The default corpus is synthetic so the reference is reproducible. Before production use, run a small pilot with public SEC EDGAR filings.
Choose 5-10 filings that cover:
- Large technology issuer with many segments.
- Financial issuer with dense notes.
- Manufacturer or retailer with supply-chain risk.
- Filing with tables and footnotes.
- Filing with imperfect OCR or unusual section layout.
databricks fs cp ./samples/AAPL_10K_2024.pdf \
dbfs:/Volumes/<catalog>/<schema>/raw_filings/Use filenames like <TICKER>_10K_<YEAR>.pdf.
SELECT filename, company_name, fiscal_year, revenue, ebitda,
segment_revenue, top_risks, extraction_confidence
FROM <catalog>.<schema>.gold_filing_kpis
ORDER BY filename;
SELECT filename, section_label, count(*) AS n, avg(quality_score) AS avg_quality
FROM <catalog>.<schema>.gold_filing_sections_indexable
GROUP BY filename, section_label
ORDER BY filename, section_label;Manually review at least:
- Revenue and EBITDA.
- Segment revenue array.
- Top risk themes.
- Section labels for Risk, MD&A, Financials, and Notes.

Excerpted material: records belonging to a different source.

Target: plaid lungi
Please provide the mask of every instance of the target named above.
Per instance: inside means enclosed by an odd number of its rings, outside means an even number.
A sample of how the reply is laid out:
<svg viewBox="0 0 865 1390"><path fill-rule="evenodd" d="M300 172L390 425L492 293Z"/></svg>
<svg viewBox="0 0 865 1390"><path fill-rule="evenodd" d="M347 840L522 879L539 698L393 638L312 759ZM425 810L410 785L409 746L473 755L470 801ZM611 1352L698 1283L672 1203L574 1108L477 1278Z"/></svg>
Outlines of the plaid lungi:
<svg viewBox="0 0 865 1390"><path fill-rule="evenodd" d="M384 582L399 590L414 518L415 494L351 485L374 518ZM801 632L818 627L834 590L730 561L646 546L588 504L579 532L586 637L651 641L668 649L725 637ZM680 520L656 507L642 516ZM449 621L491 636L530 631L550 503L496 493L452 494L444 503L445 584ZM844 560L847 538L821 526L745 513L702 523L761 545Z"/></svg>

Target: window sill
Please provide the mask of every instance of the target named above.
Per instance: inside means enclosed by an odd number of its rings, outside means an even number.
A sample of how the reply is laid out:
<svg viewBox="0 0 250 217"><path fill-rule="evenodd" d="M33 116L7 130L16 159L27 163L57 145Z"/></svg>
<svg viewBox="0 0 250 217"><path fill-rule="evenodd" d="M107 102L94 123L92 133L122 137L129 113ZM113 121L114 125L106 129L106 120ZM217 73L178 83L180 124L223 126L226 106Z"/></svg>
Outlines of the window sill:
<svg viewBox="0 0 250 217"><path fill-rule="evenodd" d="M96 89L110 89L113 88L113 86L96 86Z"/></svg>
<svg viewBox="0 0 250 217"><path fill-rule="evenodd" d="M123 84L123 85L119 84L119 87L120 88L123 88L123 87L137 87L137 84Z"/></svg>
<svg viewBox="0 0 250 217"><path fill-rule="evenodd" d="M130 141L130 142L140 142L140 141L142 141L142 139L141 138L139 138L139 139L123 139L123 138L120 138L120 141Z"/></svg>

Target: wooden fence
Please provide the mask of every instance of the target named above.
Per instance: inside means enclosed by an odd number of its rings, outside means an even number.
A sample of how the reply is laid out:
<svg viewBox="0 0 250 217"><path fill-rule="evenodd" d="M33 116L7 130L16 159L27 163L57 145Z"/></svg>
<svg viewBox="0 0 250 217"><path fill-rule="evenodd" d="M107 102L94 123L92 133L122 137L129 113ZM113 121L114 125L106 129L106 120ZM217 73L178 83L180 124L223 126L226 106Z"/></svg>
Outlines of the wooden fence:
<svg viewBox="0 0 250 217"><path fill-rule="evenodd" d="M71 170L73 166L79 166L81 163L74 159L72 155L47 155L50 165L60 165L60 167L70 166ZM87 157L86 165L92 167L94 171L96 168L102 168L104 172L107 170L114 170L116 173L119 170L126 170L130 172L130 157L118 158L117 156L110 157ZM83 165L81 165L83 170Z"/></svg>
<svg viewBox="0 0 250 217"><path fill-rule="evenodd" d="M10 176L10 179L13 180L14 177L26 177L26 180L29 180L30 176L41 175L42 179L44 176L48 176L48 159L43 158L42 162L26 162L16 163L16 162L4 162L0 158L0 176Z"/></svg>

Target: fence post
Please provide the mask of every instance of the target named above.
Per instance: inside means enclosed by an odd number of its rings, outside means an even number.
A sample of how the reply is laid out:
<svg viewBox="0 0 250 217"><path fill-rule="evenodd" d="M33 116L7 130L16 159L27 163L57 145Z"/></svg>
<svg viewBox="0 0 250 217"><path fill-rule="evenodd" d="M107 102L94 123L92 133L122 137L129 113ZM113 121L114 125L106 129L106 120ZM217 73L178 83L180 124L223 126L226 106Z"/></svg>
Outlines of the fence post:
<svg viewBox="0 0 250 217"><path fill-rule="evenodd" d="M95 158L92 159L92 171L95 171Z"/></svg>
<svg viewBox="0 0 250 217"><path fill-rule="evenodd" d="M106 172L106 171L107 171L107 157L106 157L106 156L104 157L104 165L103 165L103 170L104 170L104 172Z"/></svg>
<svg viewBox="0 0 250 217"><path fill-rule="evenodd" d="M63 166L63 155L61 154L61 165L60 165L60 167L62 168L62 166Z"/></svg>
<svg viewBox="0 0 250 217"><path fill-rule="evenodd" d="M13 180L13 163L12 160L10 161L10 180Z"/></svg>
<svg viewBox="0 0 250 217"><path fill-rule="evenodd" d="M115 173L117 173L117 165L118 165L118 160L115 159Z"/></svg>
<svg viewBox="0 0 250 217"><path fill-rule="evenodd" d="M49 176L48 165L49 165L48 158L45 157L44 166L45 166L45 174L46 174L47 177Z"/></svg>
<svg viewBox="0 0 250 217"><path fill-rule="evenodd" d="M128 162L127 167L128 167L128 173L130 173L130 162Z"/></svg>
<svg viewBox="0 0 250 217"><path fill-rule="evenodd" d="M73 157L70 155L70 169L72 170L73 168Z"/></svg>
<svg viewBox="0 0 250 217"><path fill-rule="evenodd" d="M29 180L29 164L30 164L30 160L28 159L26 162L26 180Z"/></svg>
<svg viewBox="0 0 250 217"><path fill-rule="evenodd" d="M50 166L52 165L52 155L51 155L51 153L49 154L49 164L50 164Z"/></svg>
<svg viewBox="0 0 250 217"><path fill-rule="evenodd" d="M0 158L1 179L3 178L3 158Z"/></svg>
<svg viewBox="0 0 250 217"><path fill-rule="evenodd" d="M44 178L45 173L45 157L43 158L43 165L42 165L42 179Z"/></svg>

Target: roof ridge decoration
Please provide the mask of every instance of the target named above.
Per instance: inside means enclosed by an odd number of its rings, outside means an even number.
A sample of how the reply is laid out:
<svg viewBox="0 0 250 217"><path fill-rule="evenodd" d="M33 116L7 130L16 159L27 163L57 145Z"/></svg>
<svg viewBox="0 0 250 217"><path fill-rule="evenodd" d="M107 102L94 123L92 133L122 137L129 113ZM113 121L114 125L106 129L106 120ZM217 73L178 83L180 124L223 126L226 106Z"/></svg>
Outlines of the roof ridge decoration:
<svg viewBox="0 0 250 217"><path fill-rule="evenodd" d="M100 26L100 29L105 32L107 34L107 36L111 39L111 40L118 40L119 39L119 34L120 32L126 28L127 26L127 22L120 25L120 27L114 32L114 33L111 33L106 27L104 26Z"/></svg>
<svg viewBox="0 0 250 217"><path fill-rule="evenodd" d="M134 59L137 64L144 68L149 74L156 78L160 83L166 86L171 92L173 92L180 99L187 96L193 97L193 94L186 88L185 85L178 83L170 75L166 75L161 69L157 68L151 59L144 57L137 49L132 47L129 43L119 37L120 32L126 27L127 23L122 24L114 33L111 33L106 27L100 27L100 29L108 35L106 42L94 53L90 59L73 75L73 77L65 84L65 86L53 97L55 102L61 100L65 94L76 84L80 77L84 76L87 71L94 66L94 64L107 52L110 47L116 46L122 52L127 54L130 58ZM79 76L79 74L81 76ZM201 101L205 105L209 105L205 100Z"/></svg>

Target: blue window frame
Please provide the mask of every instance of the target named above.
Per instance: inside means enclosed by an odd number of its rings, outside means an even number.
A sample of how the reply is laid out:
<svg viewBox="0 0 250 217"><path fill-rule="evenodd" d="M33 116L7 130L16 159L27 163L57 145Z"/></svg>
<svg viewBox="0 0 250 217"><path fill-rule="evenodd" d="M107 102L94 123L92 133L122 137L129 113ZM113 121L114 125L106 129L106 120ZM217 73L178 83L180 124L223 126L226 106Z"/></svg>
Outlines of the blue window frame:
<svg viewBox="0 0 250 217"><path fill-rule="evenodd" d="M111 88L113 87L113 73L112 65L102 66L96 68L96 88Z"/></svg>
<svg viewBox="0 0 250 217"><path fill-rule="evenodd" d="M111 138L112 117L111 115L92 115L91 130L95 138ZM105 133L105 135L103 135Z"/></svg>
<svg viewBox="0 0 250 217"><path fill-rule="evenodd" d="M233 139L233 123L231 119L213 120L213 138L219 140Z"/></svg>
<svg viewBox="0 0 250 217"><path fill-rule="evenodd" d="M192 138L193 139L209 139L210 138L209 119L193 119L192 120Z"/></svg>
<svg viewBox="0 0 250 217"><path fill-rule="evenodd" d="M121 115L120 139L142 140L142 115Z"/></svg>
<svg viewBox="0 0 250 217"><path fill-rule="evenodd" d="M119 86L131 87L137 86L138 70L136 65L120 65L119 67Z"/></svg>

- Whether any useful filing sections were excluded by the quality threshold.
Ask at least:
- One factual numeric question per filing.
- One top-risk question per filing.
- One segment-revenue question per filing.
- Two cross-company comparison questions.
- One question about a company not in the corpus.
Expected:
- Grounded answers cite relevant filings.
- Unknown-company questions return the canonical no-source response.
- Cross-company tables only include companies with grounded data.
Capture:
- Date and workspace.
- Filing list and file sizes.
- Pipeline duration.
- CLEARS run ID.
- Latency p95.
- Notable extraction failures.
- Cost estimate for parsing, scoring, embedding, serving, and app usage.